I would be pretty certain there isn't one driver on the F1 circuit who thinks about crashing or the potential effects of a crash. Jockeys are just the same. We (and I know I'm now a former jockey but I still think like a jockey) completely blank it out of our minds. We see our close friends being seriously hurt but we never think about our own mortality. Falls and injuries are part and parcel of the sport but we never think it could happen to us. There is a part of our brain that refuses to confront the subject. It's better that way.

As a jockey you need to be quite selfish. When I rode we had two young children. That never stopped me trying to take a tiny gap.

The mindset of a jockey can seem very strange, and sometimes even cold, to outsiders. I have ridden in more than one race in which my mount has literally galloped over another jockey. Not for a second would I have meant it to happen. But it happened. On those occasions I have finished the race and felt absolutely no remorse. My stomach wasn't turned and I didn't want to apologise. Equally, when I was galloped on I didn't expect the jockey who was riding the horse who galloped on me to say sorry, either.

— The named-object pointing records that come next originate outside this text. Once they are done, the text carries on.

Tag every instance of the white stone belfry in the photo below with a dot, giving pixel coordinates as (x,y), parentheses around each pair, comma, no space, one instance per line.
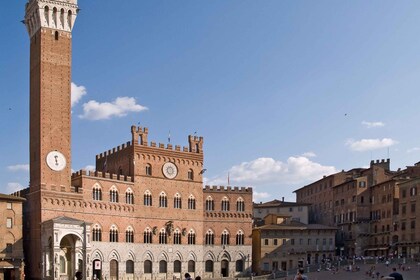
(57,15)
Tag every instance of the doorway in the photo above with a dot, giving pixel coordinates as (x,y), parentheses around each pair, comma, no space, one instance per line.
(225,268)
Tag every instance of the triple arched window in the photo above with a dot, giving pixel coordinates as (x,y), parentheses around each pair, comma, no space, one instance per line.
(147,236)
(177,236)
(225,204)
(113,234)
(163,200)
(209,204)
(191,237)
(97,233)
(240,237)
(209,237)
(225,238)
(129,196)
(96,192)
(147,198)
(240,205)
(129,235)
(177,201)
(163,237)
(113,194)
(191,202)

Kieran Kelly was killed in 2003 riding one of Dad's horses at Kilbeggan. I don't think Dad, who was an exceptionally kind man, ever felt he shouldn't have run the horse, certainly not to my recollection. He was obviously incredibly saddened that a young man had lost his life and he was extremely upset for the parents. However, he knew no one was to blame and that there was no point thinking about could haves or should haves.

Racing is a seriously dangerous sport. Ambulances follow the action for a reason. Sometimes we lose very good men. JT was one of the best.

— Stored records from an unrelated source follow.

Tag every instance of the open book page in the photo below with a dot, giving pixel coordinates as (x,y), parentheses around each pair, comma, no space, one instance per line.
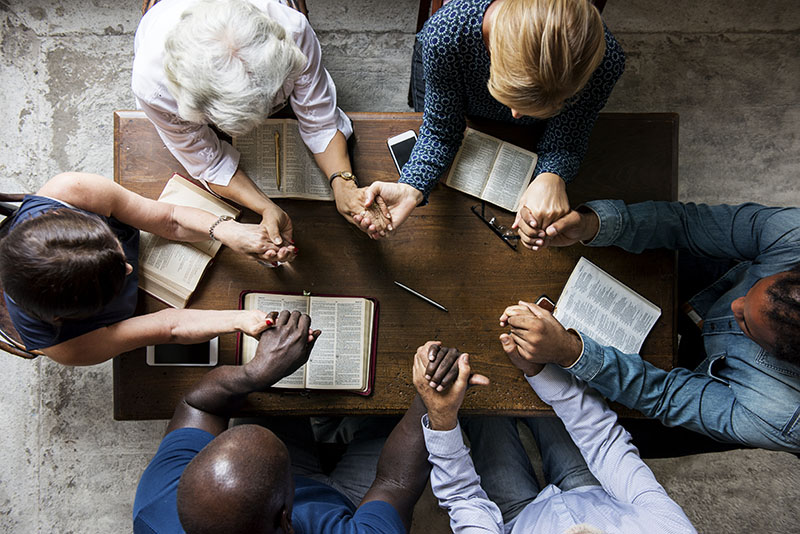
(182,192)
(257,158)
(473,163)
(300,176)
(300,172)
(267,302)
(598,305)
(179,263)
(338,361)
(511,174)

I have seen some pretty ordinary rides at Goodwood this week. Ryan Moore's ride on The Gurkha was not one of them.

I know you have to go quick from the gate to get a good position but once you've got that position you need to fill your horse up and give him a chance of getting home. I didn't see that happening in a lot of the races.

Ryan, however, has been as sublime as ever. During the royal meeting someone came up to me and said he had been riding poorly this season. I could barely stop myself laughing.

The person pointed to the St James's Palace Stakes as evidence of Ryan's failing powers, yet the horse was beaten that day because he missed the kick.

Ryan's approach is to take the shortest course from start to finish. That seems to make sense to me. It was what he did in the Sussex Stakes. After they jumped in the early stages Ryan was sat on Frankie's boot. Nine jockeys out of ten would have stayed there. They would have remained in the safe spot, free of trouble but without any cover and covering more ground than necessary.

Not Ryan. He buried The Gurkha in behind horses and allowed Awtaad to come up on his outside. He didn't start poking for a gap two and a half furlongs out. There was never a moment of panic. He sat and he waited. Then he won. Both he and Frankie gave their mounts excellent rides.

Going back to the St James's Palace, in which The Gurkha's race was lost at the start - through no fault of Ryan - it's worth me restating that more happens in the first 50 yards of a race than people realise. The stewards seldom see it happening, either.

If I was drawn two and wanted to get the rail I would make sure the stick was in my left hand and I would lean to my right, trying to make the horse go in that direction when he jumped. If he then caused interference my excuse would have been: "Oh, sorry, he jumped to the right." He did but I helped him to do it. That happens all the time.

As a jockey you have to do everything you can to maximise your chances - especially if you're riding against Ryan Moore.